Hence, to allow this critically endangered population to recover, bycatch must be reduced to an absolute minimum, ideally to zero. To date, initiatives from Member States to minimize bycatch are very limited and the long and slow process for Member States to agree on joint measures for nature conservation purposes under the Common Fisheries Policy (CFP) is currently risking the survival of the population.
Bycatch refers to the incidental capture in fishing gear of dolphins, porpoises, and other marine species, usually resulting in death.
Pingers are devices that transmit short high-pitched signals at brief intervals to alert the animals to the presence of fishing gear.
List of NGOs involved in the joint action: Whale and Dolphin Conservation, ClientEarth, Seas At Risk, Coalition Clean Baltic, Coastwatch Europe, Danish Society for Nature Conservation, Ecologistas en Accion, The Fisheries Secretariat, Fundació ENT, France Nature Environnement, Humane Society International, International Foundation for Animal Welfare, Irish Wildlife Trust, Irish Whale and Dolphin Group, Ligue pour la Protection des Oiseaux, Marine Conservation Society, Natuurpunt, Oceana, OceanCare, Our Fish, Sciaena, Sea Shepherd France, Sustainable Water Network SWAN, Swedish Society for Nature Conservation, Wildlife and Countryside Link Bycatch sub-group, WWF.
Coalition Clean Baltic
Coalition Clean Baltic is a network of 24 organisations from all countries surrounding the Baltic Sea. The main aim is to promote the protection and improvement of the environment and natural resources of the Baltic Sea Region.
Seas At Risk
Seas At Risk is an umbrella organisation of environmental NGOs from across Europe that promotes ambitious policies at European and international level for the protection and restoration of the marine environment.
ClientEarth is a charity that uses the power of the law to protect people and the planet. We are international lawyers finding practical solutions for the world’s biggest environmental challenges. We are fighting climate change, protecting oceans and wildlife, making forest governance stronger, greening energy, making business more responsible and pushing for government transparency.
Whale and Dolphin Conservation
WDC, Whale and Dolphin Conservation, is the leading global charity dedicated to the conservation and protection of whales and dolphins. We defend these remarkable creatures against the many threats they face through campaigns, lobbying, advising governments, conservation projects, field research and rescue.

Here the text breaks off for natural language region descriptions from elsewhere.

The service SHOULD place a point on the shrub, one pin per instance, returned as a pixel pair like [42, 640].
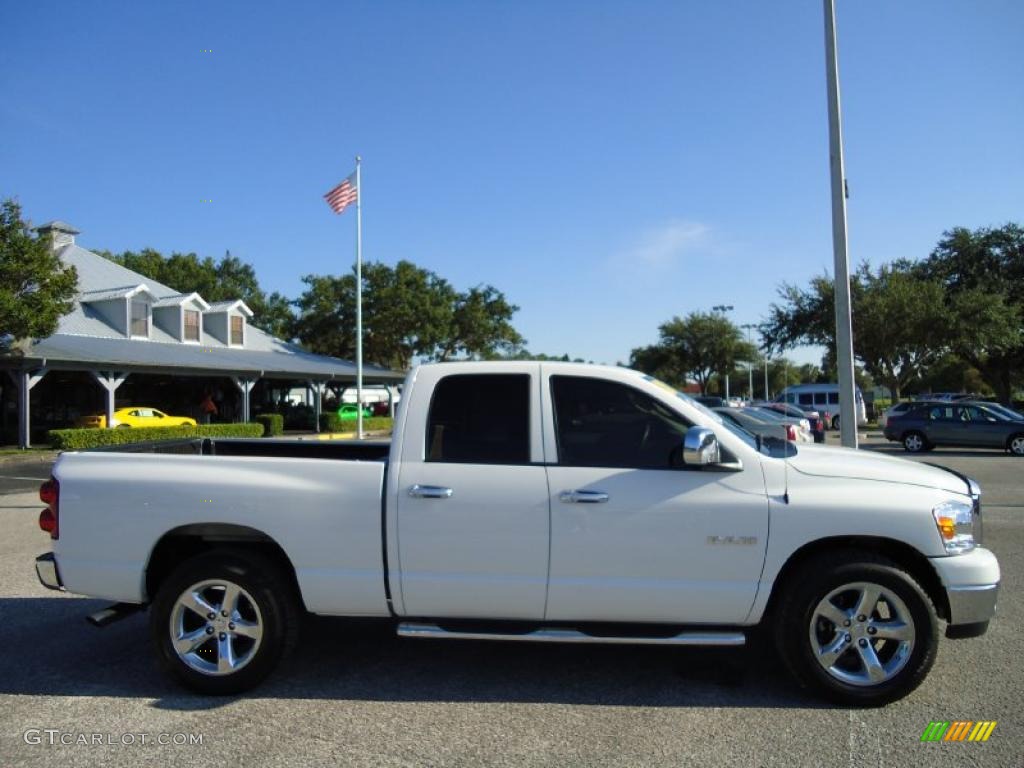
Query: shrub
[331, 423]
[81, 439]
[273, 424]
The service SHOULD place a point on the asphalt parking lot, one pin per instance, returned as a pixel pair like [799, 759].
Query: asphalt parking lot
[356, 695]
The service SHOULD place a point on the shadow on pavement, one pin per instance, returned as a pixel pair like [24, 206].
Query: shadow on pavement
[61, 655]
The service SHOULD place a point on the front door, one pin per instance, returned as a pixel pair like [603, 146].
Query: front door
[472, 497]
[634, 537]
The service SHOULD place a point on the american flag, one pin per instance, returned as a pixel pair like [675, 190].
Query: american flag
[343, 195]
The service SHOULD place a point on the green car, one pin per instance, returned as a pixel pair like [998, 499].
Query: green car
[349, 412]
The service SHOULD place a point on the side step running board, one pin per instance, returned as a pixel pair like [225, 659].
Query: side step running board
[409, 629]
[112, 613]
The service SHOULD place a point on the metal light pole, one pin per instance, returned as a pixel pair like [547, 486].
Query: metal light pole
[844, 329]
[723, 308]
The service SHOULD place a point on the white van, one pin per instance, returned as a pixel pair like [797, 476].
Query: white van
[823, 398]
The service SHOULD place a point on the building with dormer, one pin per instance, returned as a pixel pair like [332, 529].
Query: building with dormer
[130, 340]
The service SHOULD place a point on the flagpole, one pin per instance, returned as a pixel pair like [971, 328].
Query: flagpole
[358, 300]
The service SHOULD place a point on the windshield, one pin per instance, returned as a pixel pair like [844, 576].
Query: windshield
[773, 446]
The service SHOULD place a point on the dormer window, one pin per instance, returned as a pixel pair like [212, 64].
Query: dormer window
[140, 318]
[238, 330]
[192, 325]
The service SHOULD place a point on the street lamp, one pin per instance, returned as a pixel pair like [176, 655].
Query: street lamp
[722, 309]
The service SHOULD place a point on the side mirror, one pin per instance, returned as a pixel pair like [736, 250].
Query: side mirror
[700, 448]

The International Fund for Animal Welfare (IFAW) is a global non-profit helping animals and people thrive together. We work across seas, oceans, and in more than 40 countries around the world. We rescue, rehabilitate, and release animals, and we restore and protect their natural habitats. Together, we pioneer new and innovative ways to help all species flourish. See how at ifaw.org.
France Nature Environnement
France Nature Environnement (FNE) is a French NGO working on a range of environmental areas including oceans and marine biodiversity conservation. FNE gathers more than 3500 local NGOs from all France including overseas territories, and FNE’s objective is to give them a voice and to protect the environment at a local, regional, national and European level.